Molecular treatments and their efficacy.

FOP: fibrodysplasia ossificans progressiva; HO: heterotopic ossification; NHO: neurogenic heterotopic ossification; RAR: retinoic acid receptors; BMP: bone morphogenetic proteins; HIF1a: hypoxia-inducible factor-1α. 

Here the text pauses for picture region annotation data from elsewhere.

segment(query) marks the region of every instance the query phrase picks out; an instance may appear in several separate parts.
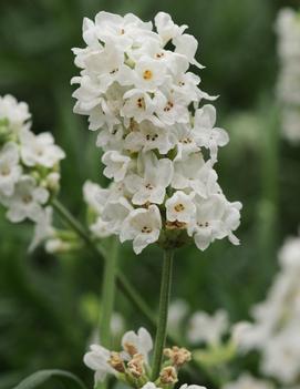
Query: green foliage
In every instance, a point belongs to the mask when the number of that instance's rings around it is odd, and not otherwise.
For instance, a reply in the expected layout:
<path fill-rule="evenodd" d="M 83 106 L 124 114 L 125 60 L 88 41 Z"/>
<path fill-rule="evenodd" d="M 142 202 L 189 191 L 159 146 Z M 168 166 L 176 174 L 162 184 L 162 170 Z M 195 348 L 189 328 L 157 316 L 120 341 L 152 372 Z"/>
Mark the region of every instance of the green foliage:
<path fill-rule="evenodd" d="M 199 39 L 197 59 L 207 66 L 203 88 L 220 94 L 218 125 L 231 137 L 220 151 L 218 171 L 229 198 L 244 203 L 241 246 L 218 242 L 203 254 L 195 247 L 180 249 L 173 295 L 185 298 L 192 309 L 224 307 L 232 320 L 247 318 L 249 307 L 263 297 L 277 269 L 277 248 L 285 236 L 297 233 L 300 221 L 300 183 L 294 180 L 299 147 L 280 140 L 273 96 L 273 23 L 277 10 L 287 4 L 297 1 L 0 1 L 0 95 L 27 101 L 34 131 L 51 130 L 66 151 L 61 197 L 82 221 L 83 182 L 106 183 L 95 135 L 86 130 L 85 119 L 72 113 L 70 79 L 77 70 L 71 48 L 83 44 L 82 18 L 106 10 L 151 19 L 164 10 L 190 27 Z M 0 236 L 0 389 L 50 366 L 75 371 L 92 385 L 82 356 L 97 315 L 87 311 L 86 299 L 96 300 L 101 290 L 102 264 L 86 249 L 60 258 L 42 249 L 30 256 L 31 228 L 9 224 L 3 212 Z M 120 266 L 156 308 L 161 252 L 152 247 L 136 258 L 130 245 L 121 250 Z M 143 325 L 120 293 L 116 305 L 127 327 Z"/>

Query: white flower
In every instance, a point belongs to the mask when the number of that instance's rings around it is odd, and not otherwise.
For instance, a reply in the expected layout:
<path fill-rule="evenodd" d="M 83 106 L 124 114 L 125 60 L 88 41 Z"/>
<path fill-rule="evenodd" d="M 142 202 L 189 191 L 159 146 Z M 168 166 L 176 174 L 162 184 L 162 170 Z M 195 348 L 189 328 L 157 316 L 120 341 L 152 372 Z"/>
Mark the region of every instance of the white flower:
<path fill-rule="evenodd" d="M 165 155 L 175 146 L 175 142 L 176 139 L 169 129 L 162 129 L 144 121 L 126 136 L 125 149 L 131 152 L 147 152 L 157 149 L 161 154 Z"/>
<path fill-rule="evenodd" d="M 163 40 L 163 44 L 166 44 L 169 40 L 180 35 L 187 29 L 187 25 L 179 27 L 175 24 L 170 16 L 165 12 L 158 12 L 156 14 L 155 27 Z"/>
<path fill-rule="evenodd" d="M 200 341 L 216 345 L 228 329 L 228 316 L 225 310 L 217 310 L 214 316 L 204 311 L 195 313 L 189 321 L 188 340 L 193 344 Z"/>
<path fill-rule="evenodd" d="M 199 226 L 196 233 L 193 196 L 223 194 L 213 166 L 228 136 L 215 127 L 213 105 L 200 108 L 203 99 L 216 98 L 201 91 L 200 78 L 189 71 L 190 64 L 201 65 L 195 59 L 198 43 L 186 29 L 164 12 L 157 13 L 155 25 L 133 14 L 100 12 L 94 21 L 84 19 L 86 45 L 73 50 L 80 68 L 72 79 L 79 84 L 74 112 L 89 116 L 90 130 L 99 130 L 103 173 L 114 185 L 90 229 L 96 236 L 132 239 L 135 253 L 161 234 L 162 243 L 166 234 L 176 237 L 170 231 L 177 228 L 194 227 L 189 234 L 199 247 L 225 236 L 238 243 L 232 232 L 240 207 L 225 197 L 218 219 L 207 209 L 214 226 L 209 234 L 206 229 L 201 237 Z"/>
<path fill-rule="evenodd" d="M 165 93 L 166 103 L 157 108 L 157 116 L 165 125 L 175 123 L 188 123 L 189 112 L 184 95 L 169 91 Z"/>
<path fill-rule="evenodd" d="M 111 351 L 99 345 L 92 345 L 90 349 L 91 351 L 85 354 L 83 361 L 95 371 L 95 383 L 103 382 L 107 373 L 115 373 L 115 370 L 108 364 Z"/>
<path fill-rule="evenodd" d="M 31 131 L 22 130 L 20 141 L 21 157 L 27 166 L 53 167 L 65 157 L 64 152 L 54 144 L 54 139 L 49 132 L 34 135 Z"/>
<path fill-rule="evenodd" d="M 107 151 L 102 162 L 106 165 L 103 173 L 107 178 L 114 178 L 115 182 L 120 182 L 125 177 L 131 158 L 126 155 L 122 155 L 117 151 Z"/>
<path fill-rule="evenodd" d="M 108 201 L 102 212 L 102 219 L 106 223 L 106 229 L 111 234 L 118 235 L 124 219 L 132 211 L 133 206 L 125 197 Z"/>
<path fill-rule="evenodd" d="M 128 355 L 142 354 L 146 364 L 148 362 L 148 354 L 153 349 L 153 341 L 149 332 L 141 327 L 137 332 L 127 331 L 122 338 L 122 347 Z"/>
<path fill-rule="evenodd" d="M 101 187 L 99 184 L 86 181 L 83 185 L 83 198 L 86 204 L 99 215 L 110 198 L 111 191 Z"/>
<path fill-rule="evenodd" d="M 125 180 L 127 190 L 133 194 L 132 202 L 136 205 L 146 203 L 162 204 L 166 195 L 166 187 L 173 177 L 170 160 L 157 160 L 154 153 L 144 157 L 145 173 L 128 175 Z"/>
<path fill-rule="evenodd" d="M 189 154 L 200 151 L 195 142 L 192 129 L 186 124 L 177 124 L 174 129 L 177 137 L 177 155 L 174 161 L 186 160 Z"/>
<path fill-rule="evenodd" d="M 4 205 L 9 208 L 7 217 L 12 223 L 19 223 L 25 218 L 39 222 L 48 198 L 49 192 L 37 186 L 32 177 L 24 175 L 15 184 L 13 195 L 4 201 Z"/>
<path fill-rule="evenodd" d="M 166 201 L 167 219 L 169 222 L 189 223 L 196 212 L 196 206 L 193 202 L 195 194 L 185 194 L 182 191 L 174 193 Z"/>
<path fill-rule="evenodd" d="M 147 209 L 137 208 L 130 213 L 123 223 L 120 240 L 133 239 L 133 249 L 139 254 L 147 245 L 158 239 L 162 228 L 162 217 L 156 205 Z"/>
<path fill-rule="evenodd" d="M 0 96 L 0 121 L 7 119 L 13 131 L 19 131 L 30 117 L 27 103 L 19 103 L 10 94 Z"/>
<path fill-rule="evenodd" d="M 166 81 L 166 65 L 162 61 L 142 57 L 132 71 L 132 80 L 137 90 L 155 92 Z"/>
<path fill-rule="evenodd" d="M 195 142 L 199 147 L 209 149 L 213 162 L 217 161 L 218 147 L 229 142 L 227 132 L 223 129 L 214 129 L 215 123 L 216 109 L 213 105 L 204 105 L 195 112 L 193 130 Z"/>
<path fill-rule="evenodd" d="M 0 150 L 0 194 L 11 196 L 21 174 L 19 147 L 9 142 Z"/>
<path fill-rule="evenodd" d="M 176 190 L 192 188 L 203 197 L 219 192 L 217 173 L 210 161 L 205 163 L 200 153 L 192 154 L 188 158 L 174 163 L 172 186 Z"/>
<path fill-rule="evenodd" d="M 155 115 L 157 106 L 166 104 L 166 98 L 162 93 L 152 93 L 152 95 L 139 89 L 132 89 L 124 94 L 124 104 L 121 108 L 121 114 L 125 123 L 128 119 L 134 117 L 137 123 L 145 120 L 153 124 L 161 125 Z"/>
<path fill-rule="evenodd" d="M 53 208 L 46 206 L 34 226 L 34 234 L 29 246 L 29 252 L 33 252 L 42 242 L 54 236 L 52 218 Z"/>
<path fill-rule="evenodd" d="M 208 198 L 196 196 L 195 223 L 188 227 L 188 234 L 194 236 L 196 246 L 204 250 L 215 239 L 221 239 L 227 235 L 223 217 L 226 211 L 226 202 L 221 195 L 213 195 Z"/>
<path fill-rule="evenodd" d="M 198 42 L 193 35 L 190 35 L 188 33 L 184 33 L 183 35 L 177 35 L 173 40 L 173 43 L 175 45 L 176 53 L 185 55 L 187 58 L 188 62 L 196 65 L 197 68 L 199 68 L 199 69 L 204 68 L 195 59 L 195 54 L 196 54 L 196 51 L 198 48 Z"/>

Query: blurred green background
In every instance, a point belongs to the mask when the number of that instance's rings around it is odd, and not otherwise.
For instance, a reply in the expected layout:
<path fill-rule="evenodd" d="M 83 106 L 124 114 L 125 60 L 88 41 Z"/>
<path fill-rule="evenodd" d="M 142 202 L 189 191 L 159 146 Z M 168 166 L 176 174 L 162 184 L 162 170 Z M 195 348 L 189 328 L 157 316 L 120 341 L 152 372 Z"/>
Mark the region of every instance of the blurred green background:
<path fill-rule="evenodd" d="M 248 317 L 277 269 L 276 253 L 300 221 L 299 147 L 280 136 L 275 96 L 278 74 L 275 20 L 283 6 L 272 0 L 1 0 L 0 95 L 27 101 L 33 129 L 52 131 L 66 151 L 61 198 L 82 219 L 82 184 L 103 183 L 95 136 L 72 113 L 70 79 L 77 73 L 71 48 L 82 47 L 83 17 L 106 10 L 149 20 L 169 12 L 199 40 L 203 89 L 219 94 L 218 125 L 231 137 L 220 151 L 218 172 L 230 199 L 244 204 L 241 245 L 217 242 L 205 253 L 177 254 L 174 298 L 190 308 L 226 308 L 232 321 Z M 90 253 L 54 257 L 27 253 L 30 225 L 11 225 L 0 212 L 0 389 L 41 368 L 64 368 L 82 378 L 94 324 L 102 264 Z M 152 307 L 157 306 L 161 253 L 135 257 L 122 248 L 121 266 Z M 155 290 L 155 291 L 154 291 Z M 126 328 L 143 317 L 117 294 Z M 56 386 L 59 388 L 59 386 Z"/>

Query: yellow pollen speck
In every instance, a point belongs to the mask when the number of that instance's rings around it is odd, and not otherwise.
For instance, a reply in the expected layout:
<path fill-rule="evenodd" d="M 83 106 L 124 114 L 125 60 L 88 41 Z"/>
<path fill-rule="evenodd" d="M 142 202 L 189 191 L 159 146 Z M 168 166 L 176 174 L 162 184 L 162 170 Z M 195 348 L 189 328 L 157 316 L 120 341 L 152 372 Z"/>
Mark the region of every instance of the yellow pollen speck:
<path fill-rule="evenodd" d="M 151 80 L 153 78 L 153 73 L 151 70 L 145 70 L 143 73 L 143 79 L 144 80 Z"/>

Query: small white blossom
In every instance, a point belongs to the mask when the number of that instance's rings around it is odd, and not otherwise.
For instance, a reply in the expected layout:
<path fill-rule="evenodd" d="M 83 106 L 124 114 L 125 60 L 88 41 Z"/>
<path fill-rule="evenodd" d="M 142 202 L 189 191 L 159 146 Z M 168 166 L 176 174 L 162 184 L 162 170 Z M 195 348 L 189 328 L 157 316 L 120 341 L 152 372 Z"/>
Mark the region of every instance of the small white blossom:
<path fill-rule="evenodd" d="M 136 205 L 146 203 L 162 204 L 166 187 L 173 177 L 173 164 L 167 158 L 157 160 L 148 153 L 144 157 L 145 173 L 143 176 L 132 174 L 126 177 L 125 185 L 133 194 L 132 202 Z"/>
<path fill-rule="evenodd" d="M 190 188 L 206 198 L 219 192 L 217 178 L 210 161 L 205 162 L 200 153 L 194 153 L 188 158 L 174 163 L 172 185 L 176 190 Z"/>
<path fill-rule="evenodd" d="M 215 129 L 216 109 L 210 105 L 204 105 L 195 113 L 194 131 L 195 142 L 199 147 L 206 147 L 210 151 L 210 158 L 217 161 L 219 146 L 225 146 L 229 142 L 228 134 L 223 129 Z"/>
<path fill-rule="evenodd" d="M 162 217 L 156 205 L 147 209 L 137 208 L 130 213 L 123 223 L 120 240 L 133 240 L 133 249 L 139 254 L 147 245 L 158 240 Z"/>
<path fill-rule="evenodd" d="M 169 222 L 190 223 L 196 206 L 193 202 L 195 193 L 185 194 L 182 191 L 174 193 L 172 197 L 166 201 L 167 219 Z"/>
<path fill-rule="evenodd" d="M 53 238 L 54 228 L 52 226 L 53 208 L 46 206 L 34 226 L 34 234 L 29 246 L 29 252 L 33 252 L 41 243 Z"/>
<path fill-rule="evenodd" d="M 122 338 L 122 347 L 125 352 L 134 349 L 135 354 L 142 354 L 146 364 L 148 362 L 149 351 L 153 349 L 153 340 L 149 332 L 141 327 L 137 332 L 127 331 Z"/>
<path fill-rule="evenodd" d="M 117 151 L 107 151 L 103 155 L 102 162 L 106 165 L 103 171 L 104 175 L 107 178 L 114 178 L 115 182 L 120 182 L 125 177 L 131 158 Z"/>
<path fill-rule="evenodd" d="M 8 120 L 12 131 L 19 131 L 31 117 L 27 103 L 19 103 L 10 94 L 0 96 L 0 121 Z"/>
<path fill-rule="evenodd" d="M 27 166 L 41 165 L 53 167 L 65 157 L 61 147 L 54 144 L 51 133 L 34 135 L 31 131 L 20 132 L 21 157 Z"/>
<path fill-rule="evenodd" d="M 111 351 L 99 345 L 92 345 L 90 349 L 91 351 L 85 354 L 83 361 L 95 371 L 95 383 L 103 382 L 107 373 L 115 373 L 115 370 L 108 364 Z"/>
<path fill-rule="evenodd" d="M 25 218 L 39 222 L 48 198 L 49 192 L 37 186 L 34 178 L 24 175 L 15 184 L 13 195 L 3 202 L 8 207 L 7 216 L 12 223 L 19 223 Z"/>
<path fill-rule="evenodd" d="M 0 150 L 0 194 L 11 196 L 21 174 L 19 147 L 15 143 L 9 142 Z"/>
<path fill-rule="evenodd" d="M 110 234 L 120 234 L 124 219 L 133 211 L 133 206 L 125 197 L 108 201 L 102 212 L 102 219 Z"/>
<path fill-rule="evenodd" d="M 143 122 L 125 139 L 125 147 L 131 152 L 158 150 L 163 155 L 175 146 L 176 139 L 168 129 L 161 129 L 151 122 Z"/>

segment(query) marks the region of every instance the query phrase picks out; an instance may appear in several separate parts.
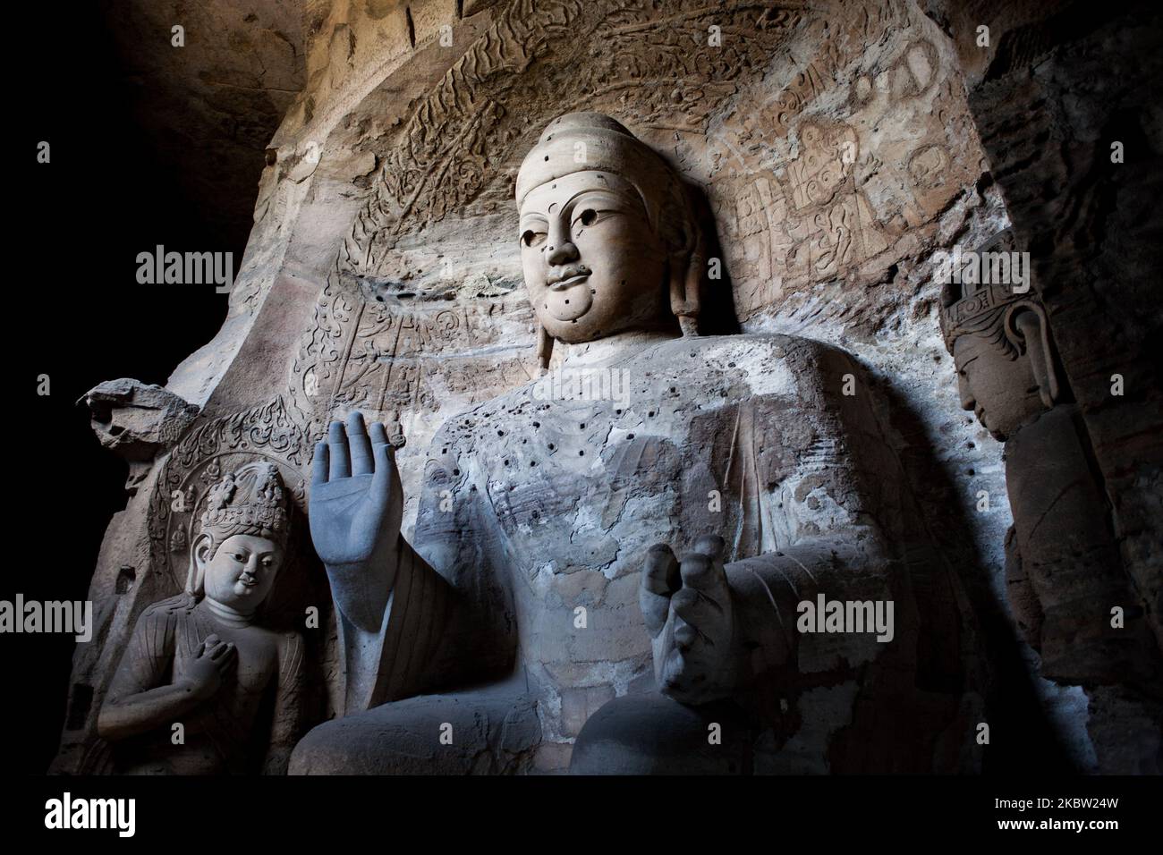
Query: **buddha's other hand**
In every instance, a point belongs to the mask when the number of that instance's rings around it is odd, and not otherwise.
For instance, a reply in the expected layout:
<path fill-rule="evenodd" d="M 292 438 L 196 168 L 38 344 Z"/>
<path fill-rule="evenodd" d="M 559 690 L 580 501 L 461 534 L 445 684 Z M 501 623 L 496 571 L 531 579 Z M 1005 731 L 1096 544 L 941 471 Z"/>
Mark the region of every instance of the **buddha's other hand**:
<path fill-rule="evenodd" d="M 704 704 L 735 683 L 735 614 L 721 561 L 723 540 L 702 535 L 682 563 L 665 543 L 647 553 L 638 605 L 654 647 L 663 693 Z"/>
<path fill-rule="evenodd" d="M 185 679 L 199 698 L 213 698 L 237 662 L 238 649 L 233 643 L 208 635 L 186 667 Z"/>
<path fill-rule="evenodd" d="M 333 421 L 312 462 L 311 540 L 329 568 L 386 568 L 393 561 L 404 512 L 394 446 L 379 422 L 359 412 L 347 428 Z"/>

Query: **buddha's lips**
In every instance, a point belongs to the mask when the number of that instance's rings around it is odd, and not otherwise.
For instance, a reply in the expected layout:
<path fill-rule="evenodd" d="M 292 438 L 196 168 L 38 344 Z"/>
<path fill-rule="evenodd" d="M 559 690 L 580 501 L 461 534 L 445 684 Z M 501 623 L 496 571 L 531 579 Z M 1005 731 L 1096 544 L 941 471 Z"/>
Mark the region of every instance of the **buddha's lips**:
<path fill-rule="evenodd" d="M 593 271 L 584 264 L 570 264 L 562 268 L 561 271 L 555 271 L 545 277 L 545 285 L 551 287 L 554 291 L 561 291 L 579 284 L 583 279 L 588 277 L 591 272 Z"/>

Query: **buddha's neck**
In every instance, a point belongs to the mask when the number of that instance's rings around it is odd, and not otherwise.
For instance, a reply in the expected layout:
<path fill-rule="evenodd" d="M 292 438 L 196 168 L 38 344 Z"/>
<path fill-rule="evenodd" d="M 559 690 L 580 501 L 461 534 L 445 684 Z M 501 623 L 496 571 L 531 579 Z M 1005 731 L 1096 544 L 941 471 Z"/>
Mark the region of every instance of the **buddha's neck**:
<path fill-rule="evenodd" d="M 204 598 L 202 604 L 211 614 L 229 626 L 250 626 L 255 621 L 254 612 L 240 612 L 224 603 L 219 603 L 213 597 Z"/>
<path fill-rule="evenodd" d="M 562 348 L 561 365 L 563 368 L 583 368 L 614 362 L 643 348 L 661 344 L 675 337 L 673 333 L 632 329 L 579 344 L 558 342 L 558 347 Z"/>

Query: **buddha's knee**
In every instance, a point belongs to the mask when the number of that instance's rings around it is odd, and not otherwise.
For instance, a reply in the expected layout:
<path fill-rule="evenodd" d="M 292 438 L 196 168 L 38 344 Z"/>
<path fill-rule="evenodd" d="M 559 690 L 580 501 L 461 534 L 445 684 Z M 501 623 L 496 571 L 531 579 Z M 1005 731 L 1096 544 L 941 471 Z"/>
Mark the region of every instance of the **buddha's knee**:
<path fill-rule="evenodd" d="M 729 703 L 686 706 L 664 694 L 614 698 L 578 734 L 571 775 L 741 775 L 752 733 Z"/>
<path fill-rule="evenodd" d="M 522 771 L 540 741 L 520 698 L 421 696 L 313 728 L 290 775 L 471 775 Z"/>

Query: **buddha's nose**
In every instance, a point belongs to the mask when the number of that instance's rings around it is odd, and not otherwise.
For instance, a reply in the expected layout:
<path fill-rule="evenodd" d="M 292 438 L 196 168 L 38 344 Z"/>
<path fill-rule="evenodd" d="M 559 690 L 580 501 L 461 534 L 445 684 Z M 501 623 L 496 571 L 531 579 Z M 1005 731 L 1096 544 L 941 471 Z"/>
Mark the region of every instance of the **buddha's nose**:
<path fill-rule="evenodd" d="M 550 264 L 568 264 L 578 258 L 578 248 L 570 241 L 552 243 L 545 248 L 545 261 Z"/>

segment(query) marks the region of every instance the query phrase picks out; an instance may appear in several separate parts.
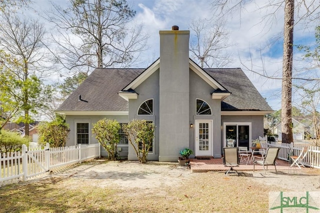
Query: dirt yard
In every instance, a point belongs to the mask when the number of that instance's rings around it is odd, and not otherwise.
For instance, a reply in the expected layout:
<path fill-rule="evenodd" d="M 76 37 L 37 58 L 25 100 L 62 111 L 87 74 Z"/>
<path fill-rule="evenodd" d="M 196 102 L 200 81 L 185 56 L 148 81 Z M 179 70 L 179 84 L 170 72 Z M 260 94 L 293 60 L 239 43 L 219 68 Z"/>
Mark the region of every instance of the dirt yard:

Author	Treatment	Model	Results
Chakkalakal et al. [40]	Palovarotene	Mouse FOP trauma induced	80% reduction of HO
Genet et al. [3]	Prophylactic depletion of macrophages by clodronate-loaded liposomes	Transection T7-T8 and cardiotoxin injection in mice	90% reduction of NHO
Pavey et al. [13]	Palovarotene	110 rats blast injured	46%-100% reduction of HO
Shimono et al. [41]	RAR agonist	Mouse BMP injected	Reduction of the ratio mineralized tissue volume/total volume histologically
Wheatley et al. [42]	Palovarotene	Blast-related amputation-72 rodents	Reduction of cytokines
Agarwal et al. [28]	Rapamycin	Mice, burned and genetically modified	Reduction of de novo HO formation
Hannallah et al. [35]	Noggin	Achilles tenontotomy in mice	83% reduction of HO
Lees-Shepard et al. [19]	Palovarotene	Mouse genetic model	50% reduction of HO
Maekawa et al. [46]	Rapamycin	Mice with mutation of ACVR/ALK2 gene	75% reduction of HO formation
Qureshi et al. [45]	Rapamycin	Mice trauma induced	90.3% reduction
Glaser et al. [36]	Noggin	BMP4-induced mouse model	Noggin inhibited HO
Vanden Bossche et al. [48]	Free radical scavengers [allopurinol and N-acetylcysteine]	Rabbits	Higher inhibitory effect than indomethacin
Zimmermann et al. [47]	Echinomycin (HIF1a inhibitor)	Murine model-Achilles tenotomy	90% reduction
Yu et al. [38]	Selective inhibitor of BMP type I receptor kinases, LDN-193189	Mouse FOP model	Reduction of HO
Peterson et al. [37]	Apyrase	Burn-Achilles tenotomy mice	Decrease HO formation
Werner et al. [50]	Imatinib	Murine model Achilles tenotomy	85% reduction of HO

Conclusions

This article is a review of the current literature on neurogenic heterotopic ossification. Limitation of this review is the small samples of studies on NHO. Traditional management of heterotopic ossification included NSAIDs, radiation therapy and surgical excision. However, since traditional therapies are not always effective, recent studies focus on pathophysiologic pathways to develop new molecular therapies. As neurogenic heterotopic ossification remains a major cause of disability and morbidity for SCI patients, it is imperative to perform more studies to clarify the safety and the effectiveness of these therapies.